I primi due li ebbe da Debbie Rowe, l’infermiera australiana sposata nel 1996. Lei aveva 36 anni, lui 37. La prima notte di nozze Michael le diede un bacio sulla fronte e si ritirò in camera. Si sussurrò allora che entrambi fossero vergini. Non cercò mai di infilarsi nel letto della moglie. D’altronde non c’è bisogno dell’amore per avere dei figli. Basta l’inseminazione artificiale.
Il primogenito Michael Joseph nacque il primo febbraio 1997, era biondo, biondissimo e aveva la pelle candida come la panna. Ora ha 13 anni, è un ometto, ma del padre non ha proprio nulla, nemmeno i capelli. Gli occhi di Paris, la secondogenita, sono azzurri e i suoi capelli castano chiaro. Ha il nasino all’insù e gli zigomi delicati, la pelle lucente. Il terzogenito, Prince Michael è nato da una «madre in affitto», che lo ha messo al mondo, ha incassato una bella ricompensa ed è uscita di scena, lasciandogli un pupo bene in carne, dai capelli un po più scuri, lo sguardo vispo. E inequivocabilmente bianco.

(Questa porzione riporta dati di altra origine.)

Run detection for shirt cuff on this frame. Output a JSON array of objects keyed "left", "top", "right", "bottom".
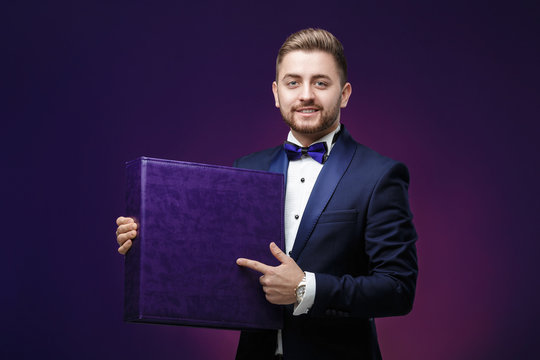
[{"left": 293, "top": 271, "right": 316, "bottom": 315}]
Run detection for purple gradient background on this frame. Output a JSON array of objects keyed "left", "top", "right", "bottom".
[{"left": 3, "top": 1, "right": 539, "bottom": 359}]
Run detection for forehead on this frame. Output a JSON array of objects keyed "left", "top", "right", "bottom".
[{"left": 277, "top": 50, "right": 340, "bottom": 79}]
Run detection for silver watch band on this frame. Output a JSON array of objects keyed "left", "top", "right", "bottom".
[{"left": 295, "top": 273, "right": 307, "bottom": 303}]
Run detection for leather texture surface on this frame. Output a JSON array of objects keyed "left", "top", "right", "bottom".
[{"left": 124, "top": 157, "right": 284, "bottom": 330}]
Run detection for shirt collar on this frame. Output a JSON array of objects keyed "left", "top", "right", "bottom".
[{"left": 286, "top": 124, "right": 342, "bottom": 156}]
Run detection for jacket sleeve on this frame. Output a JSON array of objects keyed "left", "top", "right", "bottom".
[{"left": 309, "top": 162, "right": 418, "bottom": 318}]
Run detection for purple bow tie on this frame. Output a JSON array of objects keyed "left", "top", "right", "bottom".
[{"left": 283, "top": 141, "right": 328, "bottom": 164}]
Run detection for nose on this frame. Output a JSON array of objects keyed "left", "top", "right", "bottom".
[{"left": 299, "top": 85, "right": 314, "bottom": 102}]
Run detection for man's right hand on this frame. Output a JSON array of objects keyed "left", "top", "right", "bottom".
[{"left": 116, "top": 216, "right": 137, "bottom": 255}]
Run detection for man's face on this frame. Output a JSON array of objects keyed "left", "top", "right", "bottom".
[{"left": 272, "top": 50, "right": 352, "bottom": 144}]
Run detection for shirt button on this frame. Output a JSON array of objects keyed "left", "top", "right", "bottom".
[
  {"left": 300, "top": 178, "right": 305, "bottom": 183},
  {"left": 294, "top": 214, "right": 299, "bottom": 220}
]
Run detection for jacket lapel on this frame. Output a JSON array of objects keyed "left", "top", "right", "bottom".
[
  {"left": 268, "top": 148, "right": 288, "bottom": 180},
  {"left": 289, "top": 127, "right": 357, "bottom": 260}
]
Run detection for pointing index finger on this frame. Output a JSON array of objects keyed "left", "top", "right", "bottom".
[{"left": 236, "top": 258, "right": 271, "bottom": 275}]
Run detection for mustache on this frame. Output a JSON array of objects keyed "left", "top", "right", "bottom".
[{"left": 292, "top": 101, "right": 321, "bottom": 111}]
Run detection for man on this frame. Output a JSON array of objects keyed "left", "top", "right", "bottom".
[{"left": 116, "top": 28, "right": 417, "bottom": 359}]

Michael li amava, come se stesso, più di se stesso, oltre se stesso. Schiarendosi la pelle non rinnegava la propria identità, la taroccava; proiettando il suo stralunato, imprevedibile, fantasmagorico ego sui figli. Non bastava un Michael Jackson, ce ne dovevano essere almeno altri due: Michael Joseph Jackson e Prince Michael Jackson.
Uno - quello vero o forse quello falso - se n’è andato, gli altri sono rimasti assieme alla sorellina. Lo spettacolo è finito a Neverland. Il talento è volato via, senza nemmeno salutare.
Di quei tre ragazzi sentiremo parlare a lungo. Per interesse, più che per amore; come sempre, quando ci sono in ballo centinaia di miliardi. È la solita storia. Michael giace ancora sul tavolo dell’obitorio, ma la guerra è già cominciata.

Debbie, la madre che nel 1998 rinunciò alla custodia in cambio di una rendita da nababbo, contro la nonna Katherine, che da anni tenta di proteggere i nipoti.
Una bianca contro una nera, per dei ragazzi che sono bianchi e forse si illudono di essere un po’ neri. È la nemesi di Michael. Nera o forse bianca.